While on-campus recruiting isn’t news, the case involves the novel legal question of whether workers 40 and over may sue for unintended age discrimination that occurs during the hiring process. The federal Age Discrimination in Employment Act makes clear that older workers are protected against intentional age bias in hiring and against intentional and unintentional bias after they’ve been hired.
Tigar ruled in February 2017 that PwC must defend against Rabin and Chapman’s allegations of unintentional age bias. But other federal courts have disagreed about whether the ADEA bans hiring policies that inadvertently favor younger workers.
The U.S. Supreme Court recently declined to review whether the 40-plus crowd can sue for hiring bias when there is proof only of inadvertent mistreatment, not intentional unfairness. The justices may ultimately get another opportunity to look at the question depending on how Rabin, Chapman, and the other class members fare on their claims against PwC.
The Bureau of Labor Statistics reports there are nearly 86 million people over 40 in the active labor force—so the answer could affect many workers’ prospects for finding a job in a new field should market shifts or other events make it necessary. While unemployment rates for workers 40 and over generally are lower than for their under-40 counterparts, BLS also reported in 2014 that those 40 and over tend to stay unemployed longer when they lose their jobs.
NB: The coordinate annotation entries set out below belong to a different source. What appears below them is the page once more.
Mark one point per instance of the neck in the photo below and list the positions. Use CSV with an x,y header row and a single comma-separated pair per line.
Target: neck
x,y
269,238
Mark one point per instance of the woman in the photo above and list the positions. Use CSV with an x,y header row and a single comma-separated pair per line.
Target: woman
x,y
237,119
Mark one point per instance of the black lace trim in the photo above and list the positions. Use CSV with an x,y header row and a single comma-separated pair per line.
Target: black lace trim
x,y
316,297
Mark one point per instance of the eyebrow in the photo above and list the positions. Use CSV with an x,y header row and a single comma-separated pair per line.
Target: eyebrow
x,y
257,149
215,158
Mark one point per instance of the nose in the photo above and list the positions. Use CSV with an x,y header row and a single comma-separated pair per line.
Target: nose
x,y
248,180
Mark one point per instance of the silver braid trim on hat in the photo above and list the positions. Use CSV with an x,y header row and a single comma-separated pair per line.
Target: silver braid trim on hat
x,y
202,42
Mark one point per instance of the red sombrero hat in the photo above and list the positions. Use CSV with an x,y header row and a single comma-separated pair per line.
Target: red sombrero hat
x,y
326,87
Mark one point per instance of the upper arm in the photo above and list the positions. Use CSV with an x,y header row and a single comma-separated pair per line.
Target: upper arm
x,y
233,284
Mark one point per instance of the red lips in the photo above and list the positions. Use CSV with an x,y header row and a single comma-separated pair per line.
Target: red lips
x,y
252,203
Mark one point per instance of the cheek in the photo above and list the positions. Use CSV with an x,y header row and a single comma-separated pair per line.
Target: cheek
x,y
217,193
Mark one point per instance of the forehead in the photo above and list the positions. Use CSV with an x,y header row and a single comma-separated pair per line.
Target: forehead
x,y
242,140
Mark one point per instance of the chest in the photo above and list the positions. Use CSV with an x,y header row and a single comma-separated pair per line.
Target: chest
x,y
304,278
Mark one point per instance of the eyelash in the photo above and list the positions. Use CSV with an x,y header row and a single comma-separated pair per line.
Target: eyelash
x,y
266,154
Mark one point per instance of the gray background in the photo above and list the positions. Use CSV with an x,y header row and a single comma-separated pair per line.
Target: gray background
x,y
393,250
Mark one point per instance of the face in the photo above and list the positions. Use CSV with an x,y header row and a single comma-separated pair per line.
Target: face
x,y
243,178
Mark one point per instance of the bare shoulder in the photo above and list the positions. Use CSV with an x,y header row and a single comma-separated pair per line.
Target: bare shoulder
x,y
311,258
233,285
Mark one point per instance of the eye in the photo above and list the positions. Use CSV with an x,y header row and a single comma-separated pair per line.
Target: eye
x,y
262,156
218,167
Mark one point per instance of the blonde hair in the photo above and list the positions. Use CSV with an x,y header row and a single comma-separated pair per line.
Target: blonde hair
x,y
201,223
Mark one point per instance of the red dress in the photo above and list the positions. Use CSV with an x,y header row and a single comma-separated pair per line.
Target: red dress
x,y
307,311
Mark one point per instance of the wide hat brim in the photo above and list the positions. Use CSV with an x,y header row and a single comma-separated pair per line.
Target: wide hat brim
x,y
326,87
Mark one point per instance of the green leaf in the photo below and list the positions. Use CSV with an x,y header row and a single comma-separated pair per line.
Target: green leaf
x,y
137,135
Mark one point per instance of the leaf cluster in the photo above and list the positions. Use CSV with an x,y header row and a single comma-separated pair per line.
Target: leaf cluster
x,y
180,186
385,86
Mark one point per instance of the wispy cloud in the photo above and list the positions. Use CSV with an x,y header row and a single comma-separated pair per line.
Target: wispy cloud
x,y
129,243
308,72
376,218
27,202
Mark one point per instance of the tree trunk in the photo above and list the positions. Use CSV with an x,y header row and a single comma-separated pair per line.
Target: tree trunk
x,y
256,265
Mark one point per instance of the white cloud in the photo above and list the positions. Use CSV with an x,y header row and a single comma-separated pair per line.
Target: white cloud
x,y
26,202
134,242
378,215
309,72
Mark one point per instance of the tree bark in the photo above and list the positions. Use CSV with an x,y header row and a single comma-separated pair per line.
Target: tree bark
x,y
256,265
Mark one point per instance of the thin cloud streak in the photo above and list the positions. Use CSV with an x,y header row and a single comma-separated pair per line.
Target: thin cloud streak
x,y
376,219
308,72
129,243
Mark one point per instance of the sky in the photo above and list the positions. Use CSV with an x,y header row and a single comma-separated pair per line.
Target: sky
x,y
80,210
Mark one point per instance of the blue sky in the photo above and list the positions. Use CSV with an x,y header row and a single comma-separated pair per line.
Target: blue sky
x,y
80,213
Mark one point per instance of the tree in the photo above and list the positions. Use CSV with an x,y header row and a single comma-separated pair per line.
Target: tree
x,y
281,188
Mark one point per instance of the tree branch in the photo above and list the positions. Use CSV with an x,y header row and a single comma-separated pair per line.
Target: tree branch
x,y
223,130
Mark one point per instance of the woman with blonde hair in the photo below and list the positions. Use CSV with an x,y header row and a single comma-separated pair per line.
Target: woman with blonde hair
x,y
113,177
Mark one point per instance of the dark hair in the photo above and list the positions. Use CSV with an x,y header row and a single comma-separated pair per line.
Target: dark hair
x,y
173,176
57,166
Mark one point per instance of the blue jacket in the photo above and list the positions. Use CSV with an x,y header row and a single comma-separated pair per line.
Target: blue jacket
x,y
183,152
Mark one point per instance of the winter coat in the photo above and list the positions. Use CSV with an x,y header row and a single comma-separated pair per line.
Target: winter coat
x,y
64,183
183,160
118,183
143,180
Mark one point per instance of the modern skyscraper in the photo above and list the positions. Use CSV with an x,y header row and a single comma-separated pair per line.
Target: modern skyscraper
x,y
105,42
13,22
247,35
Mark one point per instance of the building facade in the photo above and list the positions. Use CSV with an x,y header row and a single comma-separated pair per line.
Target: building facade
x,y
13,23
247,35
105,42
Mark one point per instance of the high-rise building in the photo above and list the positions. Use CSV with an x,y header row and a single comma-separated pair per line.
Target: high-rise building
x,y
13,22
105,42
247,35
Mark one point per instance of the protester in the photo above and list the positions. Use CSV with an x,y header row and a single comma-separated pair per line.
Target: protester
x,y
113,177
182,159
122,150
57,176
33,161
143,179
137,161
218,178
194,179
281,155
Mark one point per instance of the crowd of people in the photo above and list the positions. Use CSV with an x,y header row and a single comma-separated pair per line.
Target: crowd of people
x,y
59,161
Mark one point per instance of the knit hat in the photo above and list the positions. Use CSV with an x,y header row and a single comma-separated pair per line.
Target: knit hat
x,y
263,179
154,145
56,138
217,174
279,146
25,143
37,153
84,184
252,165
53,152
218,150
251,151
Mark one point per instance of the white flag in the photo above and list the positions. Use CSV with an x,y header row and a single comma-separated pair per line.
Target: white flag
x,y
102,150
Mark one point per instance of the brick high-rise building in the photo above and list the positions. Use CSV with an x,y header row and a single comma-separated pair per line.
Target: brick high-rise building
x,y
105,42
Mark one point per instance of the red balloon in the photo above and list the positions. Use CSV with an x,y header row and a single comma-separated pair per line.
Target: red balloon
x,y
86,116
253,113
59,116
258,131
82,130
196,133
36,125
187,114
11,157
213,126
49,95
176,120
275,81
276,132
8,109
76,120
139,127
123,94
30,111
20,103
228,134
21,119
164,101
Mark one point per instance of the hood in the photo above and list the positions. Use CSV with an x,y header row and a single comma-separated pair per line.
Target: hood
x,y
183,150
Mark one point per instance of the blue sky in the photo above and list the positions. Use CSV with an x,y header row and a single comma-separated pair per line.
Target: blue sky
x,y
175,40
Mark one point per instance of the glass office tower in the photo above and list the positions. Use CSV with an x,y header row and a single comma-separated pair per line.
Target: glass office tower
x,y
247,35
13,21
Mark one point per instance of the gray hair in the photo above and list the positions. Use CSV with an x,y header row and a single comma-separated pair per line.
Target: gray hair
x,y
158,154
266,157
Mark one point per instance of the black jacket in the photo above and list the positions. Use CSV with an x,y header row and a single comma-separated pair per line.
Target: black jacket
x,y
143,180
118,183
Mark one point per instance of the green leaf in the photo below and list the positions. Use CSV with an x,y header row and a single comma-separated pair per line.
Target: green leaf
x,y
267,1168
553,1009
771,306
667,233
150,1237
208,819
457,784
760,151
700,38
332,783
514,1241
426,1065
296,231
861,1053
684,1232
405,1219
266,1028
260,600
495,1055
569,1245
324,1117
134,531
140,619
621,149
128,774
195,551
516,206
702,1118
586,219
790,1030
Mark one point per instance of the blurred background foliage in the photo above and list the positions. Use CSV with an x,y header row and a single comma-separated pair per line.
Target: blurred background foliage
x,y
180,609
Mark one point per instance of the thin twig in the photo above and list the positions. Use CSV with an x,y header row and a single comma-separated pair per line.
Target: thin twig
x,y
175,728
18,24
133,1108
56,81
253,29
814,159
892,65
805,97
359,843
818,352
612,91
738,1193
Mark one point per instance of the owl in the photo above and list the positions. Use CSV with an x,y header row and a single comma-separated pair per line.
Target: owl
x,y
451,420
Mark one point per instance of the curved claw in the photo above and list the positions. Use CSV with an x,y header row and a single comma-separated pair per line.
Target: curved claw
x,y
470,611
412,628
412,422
In addition, another 94 million-plus Americans currently aren’t in the labor force, and 70 percent of those potential workers are 40 or over. Moreover, the BLS reported in May 2017 that the labor force participation rate is expected to increase fastest for people ages 65 to 74, and 75 and older, through 2024 as poor planning or other limitations of retiring are forcing more and more people to work into their later years.
Outten & Golden LLP, Liu Law Firm P.C., and AARP Foundation Litigation represent Rabin and Chapman. Kirkland & Ellis LLP represents PricewaterhouseCoopers.
The case is Rabin v. PricewaterhouseCoopers LLP, N.D. Cal., No. 3:16-cv-02276, motion for conditional class certification denied 7/26/18.